Ascom: nasce il gruppo Federcarni Parma

Ascom: nasce il gruppo Federcarni Parma

Macellerie Bovine ed Equine unite per affrontare il nuovo mercato


Fare rete e pensare come un unico sistema per rispondere alle nuove esigenze di mercato, puntando su servizi innovativi e formazione continua. È con questo spirito che si è costituito il Gruppo Federcarni Parma, aderente ad Ascom, nato dalla fusione degli storici gruppi delle Macellerie Bovine ed Equine associate.

Presentato in conferenza stampa dal Presidente Ascom Parma Vittorio Dall’Aglio, il direttivo è composto da una compagine di macellai del territorio che lavoreranno insieme per i prossimi cinque anni. Alla guida del gruppo, il neoeletto Presidente Paolo Corradi, affiancato dal Vice Presidente Luca Pelagatti e dai consiglieri Samuele Boni, Nello Cattelani, Matteo Colla, Corrado Del Re, Andrea Oddi, Michele Porta, Simone Rossi, Davide Trabucchi.

“Per noi si tratta di un importante traguardo perché da oggi macellai bovini ed equini lavoreranno insieme per valorizzare il settore – ha commentato Corradi – Abbiamo già in mente tante iniziative che vanno dalla promozione delle nostre attività, attraverso iniziative ed eventi, alla formazione aggiornata. In questo modo, saremo in grado di garantire ai nostri clienti un servizio sempre più professionale e di qualità”.
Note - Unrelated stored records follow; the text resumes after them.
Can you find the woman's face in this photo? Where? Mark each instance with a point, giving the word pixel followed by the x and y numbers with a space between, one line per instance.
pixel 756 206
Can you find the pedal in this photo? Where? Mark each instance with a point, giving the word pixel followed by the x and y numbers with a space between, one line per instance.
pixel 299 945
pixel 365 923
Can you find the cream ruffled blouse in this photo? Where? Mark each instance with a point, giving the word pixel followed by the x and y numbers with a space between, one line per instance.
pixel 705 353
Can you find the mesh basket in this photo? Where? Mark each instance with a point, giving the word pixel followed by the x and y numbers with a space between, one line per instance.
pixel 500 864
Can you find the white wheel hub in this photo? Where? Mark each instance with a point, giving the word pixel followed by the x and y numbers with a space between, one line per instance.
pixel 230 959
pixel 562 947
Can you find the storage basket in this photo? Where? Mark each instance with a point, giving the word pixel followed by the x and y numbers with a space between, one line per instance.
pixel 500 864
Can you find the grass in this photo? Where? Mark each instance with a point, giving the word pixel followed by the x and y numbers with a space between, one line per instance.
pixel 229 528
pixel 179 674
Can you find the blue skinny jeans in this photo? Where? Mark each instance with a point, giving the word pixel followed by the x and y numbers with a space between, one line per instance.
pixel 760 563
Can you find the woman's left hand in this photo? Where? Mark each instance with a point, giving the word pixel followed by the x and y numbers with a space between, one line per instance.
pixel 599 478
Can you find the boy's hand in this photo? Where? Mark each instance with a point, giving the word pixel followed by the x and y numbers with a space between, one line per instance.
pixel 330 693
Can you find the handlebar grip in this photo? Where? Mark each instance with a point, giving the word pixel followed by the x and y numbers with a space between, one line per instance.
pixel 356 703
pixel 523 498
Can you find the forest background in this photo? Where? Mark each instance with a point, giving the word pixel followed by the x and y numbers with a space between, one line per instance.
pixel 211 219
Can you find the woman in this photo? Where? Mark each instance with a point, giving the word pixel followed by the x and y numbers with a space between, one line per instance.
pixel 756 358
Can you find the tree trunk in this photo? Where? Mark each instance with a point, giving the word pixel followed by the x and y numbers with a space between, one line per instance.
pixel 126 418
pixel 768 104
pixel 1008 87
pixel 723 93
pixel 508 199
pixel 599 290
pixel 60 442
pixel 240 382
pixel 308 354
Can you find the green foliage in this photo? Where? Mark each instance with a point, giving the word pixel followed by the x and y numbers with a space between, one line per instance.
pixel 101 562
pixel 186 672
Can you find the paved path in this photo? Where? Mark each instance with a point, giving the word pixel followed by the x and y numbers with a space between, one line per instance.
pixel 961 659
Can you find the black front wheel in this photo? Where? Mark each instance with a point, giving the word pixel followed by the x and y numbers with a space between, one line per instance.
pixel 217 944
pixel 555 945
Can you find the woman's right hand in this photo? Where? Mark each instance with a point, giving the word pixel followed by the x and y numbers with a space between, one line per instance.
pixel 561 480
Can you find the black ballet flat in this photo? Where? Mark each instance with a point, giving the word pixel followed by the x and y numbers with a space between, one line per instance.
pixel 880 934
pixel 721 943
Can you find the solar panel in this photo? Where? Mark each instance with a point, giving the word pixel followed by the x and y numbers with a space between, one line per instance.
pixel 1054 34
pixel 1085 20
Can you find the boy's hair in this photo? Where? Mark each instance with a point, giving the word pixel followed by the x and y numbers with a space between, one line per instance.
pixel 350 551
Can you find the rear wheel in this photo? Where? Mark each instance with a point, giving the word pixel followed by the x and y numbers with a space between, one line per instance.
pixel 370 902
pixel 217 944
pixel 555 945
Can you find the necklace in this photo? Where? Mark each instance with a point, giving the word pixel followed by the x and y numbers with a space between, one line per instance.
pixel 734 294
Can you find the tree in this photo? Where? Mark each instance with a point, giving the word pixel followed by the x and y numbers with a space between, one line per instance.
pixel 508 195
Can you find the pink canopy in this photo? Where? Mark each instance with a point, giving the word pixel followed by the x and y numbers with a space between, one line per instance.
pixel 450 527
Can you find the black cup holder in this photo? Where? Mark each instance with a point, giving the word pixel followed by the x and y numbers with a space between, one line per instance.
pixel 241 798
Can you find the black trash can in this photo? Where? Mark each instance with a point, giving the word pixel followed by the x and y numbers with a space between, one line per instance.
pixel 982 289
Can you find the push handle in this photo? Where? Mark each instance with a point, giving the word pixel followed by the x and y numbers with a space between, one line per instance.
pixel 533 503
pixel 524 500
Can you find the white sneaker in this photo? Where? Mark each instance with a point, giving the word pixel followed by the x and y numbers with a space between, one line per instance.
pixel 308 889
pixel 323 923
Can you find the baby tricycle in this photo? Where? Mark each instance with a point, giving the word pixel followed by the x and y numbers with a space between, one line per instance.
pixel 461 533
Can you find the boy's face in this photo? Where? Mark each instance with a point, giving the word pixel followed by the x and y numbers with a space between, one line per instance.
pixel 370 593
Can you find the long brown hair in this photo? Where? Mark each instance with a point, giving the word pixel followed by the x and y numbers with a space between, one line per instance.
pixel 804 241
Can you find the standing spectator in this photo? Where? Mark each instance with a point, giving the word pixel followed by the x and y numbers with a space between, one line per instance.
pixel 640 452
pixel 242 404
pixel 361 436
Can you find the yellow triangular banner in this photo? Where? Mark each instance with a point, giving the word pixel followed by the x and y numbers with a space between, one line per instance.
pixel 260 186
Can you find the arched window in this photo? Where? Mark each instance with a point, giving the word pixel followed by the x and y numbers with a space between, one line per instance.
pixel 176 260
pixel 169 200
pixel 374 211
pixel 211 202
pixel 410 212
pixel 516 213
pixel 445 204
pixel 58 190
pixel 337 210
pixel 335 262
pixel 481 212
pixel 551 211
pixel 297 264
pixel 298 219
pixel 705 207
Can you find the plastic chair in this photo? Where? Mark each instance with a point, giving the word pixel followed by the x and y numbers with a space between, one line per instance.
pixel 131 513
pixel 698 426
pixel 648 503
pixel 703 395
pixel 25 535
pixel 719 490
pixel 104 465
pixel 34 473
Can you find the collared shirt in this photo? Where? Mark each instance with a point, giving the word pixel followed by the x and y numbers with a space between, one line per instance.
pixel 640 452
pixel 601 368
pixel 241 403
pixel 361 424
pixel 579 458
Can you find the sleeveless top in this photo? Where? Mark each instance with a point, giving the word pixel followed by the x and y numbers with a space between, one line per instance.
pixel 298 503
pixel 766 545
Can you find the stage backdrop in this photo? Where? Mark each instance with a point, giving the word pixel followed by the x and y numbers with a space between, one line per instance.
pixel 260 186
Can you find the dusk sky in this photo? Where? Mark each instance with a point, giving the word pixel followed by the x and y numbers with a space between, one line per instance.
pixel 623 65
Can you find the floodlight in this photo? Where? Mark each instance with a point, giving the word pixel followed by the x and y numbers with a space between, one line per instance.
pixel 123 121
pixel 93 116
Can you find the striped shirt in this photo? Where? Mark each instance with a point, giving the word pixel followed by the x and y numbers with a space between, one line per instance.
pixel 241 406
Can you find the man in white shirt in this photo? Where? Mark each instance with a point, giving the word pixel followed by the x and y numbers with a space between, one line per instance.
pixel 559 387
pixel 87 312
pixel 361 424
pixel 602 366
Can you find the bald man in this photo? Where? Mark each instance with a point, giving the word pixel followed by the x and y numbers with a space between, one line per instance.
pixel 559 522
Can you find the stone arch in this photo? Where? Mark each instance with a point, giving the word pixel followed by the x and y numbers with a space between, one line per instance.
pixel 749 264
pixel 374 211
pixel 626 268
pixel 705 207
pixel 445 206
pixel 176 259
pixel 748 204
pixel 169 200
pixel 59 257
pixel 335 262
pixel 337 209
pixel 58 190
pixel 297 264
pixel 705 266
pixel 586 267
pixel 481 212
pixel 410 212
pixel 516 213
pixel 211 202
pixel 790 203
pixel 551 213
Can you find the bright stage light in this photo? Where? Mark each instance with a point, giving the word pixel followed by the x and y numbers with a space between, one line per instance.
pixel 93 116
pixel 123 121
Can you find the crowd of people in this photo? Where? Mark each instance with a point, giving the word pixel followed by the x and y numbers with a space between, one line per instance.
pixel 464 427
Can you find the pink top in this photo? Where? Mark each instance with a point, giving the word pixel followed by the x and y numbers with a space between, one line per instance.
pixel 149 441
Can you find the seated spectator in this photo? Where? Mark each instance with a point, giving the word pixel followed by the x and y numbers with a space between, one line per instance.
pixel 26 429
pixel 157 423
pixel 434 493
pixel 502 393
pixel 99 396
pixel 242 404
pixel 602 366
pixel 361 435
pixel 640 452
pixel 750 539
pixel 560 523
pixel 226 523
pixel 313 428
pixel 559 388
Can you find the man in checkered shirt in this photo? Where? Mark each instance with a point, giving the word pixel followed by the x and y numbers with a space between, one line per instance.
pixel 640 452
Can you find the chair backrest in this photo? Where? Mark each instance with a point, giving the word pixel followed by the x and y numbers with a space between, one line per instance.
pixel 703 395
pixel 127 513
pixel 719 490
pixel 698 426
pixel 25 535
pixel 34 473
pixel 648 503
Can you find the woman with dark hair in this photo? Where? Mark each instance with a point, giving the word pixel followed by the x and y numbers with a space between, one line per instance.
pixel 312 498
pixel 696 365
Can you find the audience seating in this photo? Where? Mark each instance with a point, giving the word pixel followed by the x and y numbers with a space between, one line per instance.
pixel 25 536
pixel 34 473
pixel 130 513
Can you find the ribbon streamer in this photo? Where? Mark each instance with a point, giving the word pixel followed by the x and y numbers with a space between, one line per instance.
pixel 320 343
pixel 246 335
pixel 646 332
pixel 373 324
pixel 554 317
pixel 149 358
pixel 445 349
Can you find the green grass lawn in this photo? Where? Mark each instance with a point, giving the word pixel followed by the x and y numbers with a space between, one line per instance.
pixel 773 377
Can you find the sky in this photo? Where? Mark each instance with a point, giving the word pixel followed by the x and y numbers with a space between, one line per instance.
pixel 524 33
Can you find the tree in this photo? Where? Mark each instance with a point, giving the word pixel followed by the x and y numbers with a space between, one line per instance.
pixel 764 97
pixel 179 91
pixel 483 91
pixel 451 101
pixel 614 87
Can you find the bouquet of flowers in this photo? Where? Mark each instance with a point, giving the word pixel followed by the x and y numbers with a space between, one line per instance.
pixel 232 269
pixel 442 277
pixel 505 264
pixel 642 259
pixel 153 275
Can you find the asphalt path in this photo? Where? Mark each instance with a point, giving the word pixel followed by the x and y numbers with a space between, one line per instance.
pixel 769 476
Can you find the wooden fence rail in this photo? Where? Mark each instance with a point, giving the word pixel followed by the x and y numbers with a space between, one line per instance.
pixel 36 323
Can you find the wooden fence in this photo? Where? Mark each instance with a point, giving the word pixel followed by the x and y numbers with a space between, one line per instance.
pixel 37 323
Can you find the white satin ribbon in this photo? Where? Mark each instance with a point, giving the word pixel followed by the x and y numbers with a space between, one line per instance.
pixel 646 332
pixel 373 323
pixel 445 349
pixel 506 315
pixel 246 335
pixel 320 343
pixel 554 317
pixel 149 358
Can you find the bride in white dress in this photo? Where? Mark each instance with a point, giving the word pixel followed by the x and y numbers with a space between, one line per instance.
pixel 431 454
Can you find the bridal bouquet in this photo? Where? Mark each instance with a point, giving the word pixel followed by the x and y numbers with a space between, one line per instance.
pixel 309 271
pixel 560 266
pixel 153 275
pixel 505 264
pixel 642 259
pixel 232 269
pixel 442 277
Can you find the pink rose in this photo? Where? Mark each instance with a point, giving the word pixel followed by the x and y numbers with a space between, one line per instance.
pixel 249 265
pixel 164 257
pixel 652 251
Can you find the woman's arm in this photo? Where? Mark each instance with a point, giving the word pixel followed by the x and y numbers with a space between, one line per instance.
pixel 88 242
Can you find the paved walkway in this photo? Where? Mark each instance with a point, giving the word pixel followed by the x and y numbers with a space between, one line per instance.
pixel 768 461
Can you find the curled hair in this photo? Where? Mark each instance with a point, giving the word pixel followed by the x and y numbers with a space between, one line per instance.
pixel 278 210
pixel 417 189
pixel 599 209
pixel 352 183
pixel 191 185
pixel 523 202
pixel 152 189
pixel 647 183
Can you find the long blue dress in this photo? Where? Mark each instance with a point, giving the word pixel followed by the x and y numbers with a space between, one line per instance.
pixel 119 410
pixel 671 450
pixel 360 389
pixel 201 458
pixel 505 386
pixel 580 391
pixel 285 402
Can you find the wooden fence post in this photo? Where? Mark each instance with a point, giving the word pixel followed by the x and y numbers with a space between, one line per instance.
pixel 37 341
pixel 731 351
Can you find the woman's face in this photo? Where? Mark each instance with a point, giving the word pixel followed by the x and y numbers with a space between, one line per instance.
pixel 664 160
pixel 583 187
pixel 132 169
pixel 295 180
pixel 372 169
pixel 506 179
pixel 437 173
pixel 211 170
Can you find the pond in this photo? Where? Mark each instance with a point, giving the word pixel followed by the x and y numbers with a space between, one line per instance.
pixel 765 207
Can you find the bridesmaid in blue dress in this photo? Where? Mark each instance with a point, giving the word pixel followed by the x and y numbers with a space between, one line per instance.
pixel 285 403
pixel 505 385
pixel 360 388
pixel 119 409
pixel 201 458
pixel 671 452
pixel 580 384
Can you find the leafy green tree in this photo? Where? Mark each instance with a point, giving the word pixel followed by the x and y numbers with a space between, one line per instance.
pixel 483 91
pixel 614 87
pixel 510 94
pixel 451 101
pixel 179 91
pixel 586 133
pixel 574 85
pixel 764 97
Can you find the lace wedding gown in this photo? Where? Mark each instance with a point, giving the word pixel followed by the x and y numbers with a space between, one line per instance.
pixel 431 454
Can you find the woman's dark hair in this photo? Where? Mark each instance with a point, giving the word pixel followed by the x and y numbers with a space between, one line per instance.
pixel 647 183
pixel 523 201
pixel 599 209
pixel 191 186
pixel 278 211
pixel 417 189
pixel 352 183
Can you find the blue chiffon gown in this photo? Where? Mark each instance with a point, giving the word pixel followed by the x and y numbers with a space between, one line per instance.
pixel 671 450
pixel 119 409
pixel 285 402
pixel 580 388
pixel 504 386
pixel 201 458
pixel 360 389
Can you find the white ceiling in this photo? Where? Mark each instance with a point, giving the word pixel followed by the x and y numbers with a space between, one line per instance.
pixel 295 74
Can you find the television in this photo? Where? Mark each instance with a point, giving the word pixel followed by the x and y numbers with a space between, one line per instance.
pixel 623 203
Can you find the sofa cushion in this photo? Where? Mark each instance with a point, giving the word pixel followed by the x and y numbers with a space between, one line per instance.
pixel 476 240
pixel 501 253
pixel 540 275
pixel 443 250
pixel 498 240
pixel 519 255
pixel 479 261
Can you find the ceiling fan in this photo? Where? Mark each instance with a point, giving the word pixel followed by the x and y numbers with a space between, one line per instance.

Alla conferenza stampa, anche i vertici del nazionale nella persona di Stefano Casella, Vice Presidente Vicario Federcarni Nazionale. “La macelleria di oggi deve diventare a 360 gradi il consulente di fiducia del consumatore, al passo con i nuovi stili alimentari e fabbisogni nutrizionali – ha affermato Casella – In quest’ottica, è importante promuovere un sano ricambio generazionale e percorsi di formazione costante affinché la categoria continui a essere un punto di riferimento per i consumatori”.

La parola è infine passata alla Dottoressa Mary Mattiaccio dell’Università di Bologna, coordinatrice del progetto di Federcarni Nazionale #Carnechepassione. “Il settore delle macellerie deve puntare in particolar modo su una corretta comunicazione esterna – ha concluso Mattiaccio – Conoscere i valori nutrizionali aggiornati delle carni, che derivano da attente analisi di laboratorio, consente al macellaio di consigliare e informare al meglio il consumatore, aiutandolo così non solo a scegliere i prodotti, ma anche a divincolarsi tra le cosiddette fake news diffuse dai media in tema alimentare”.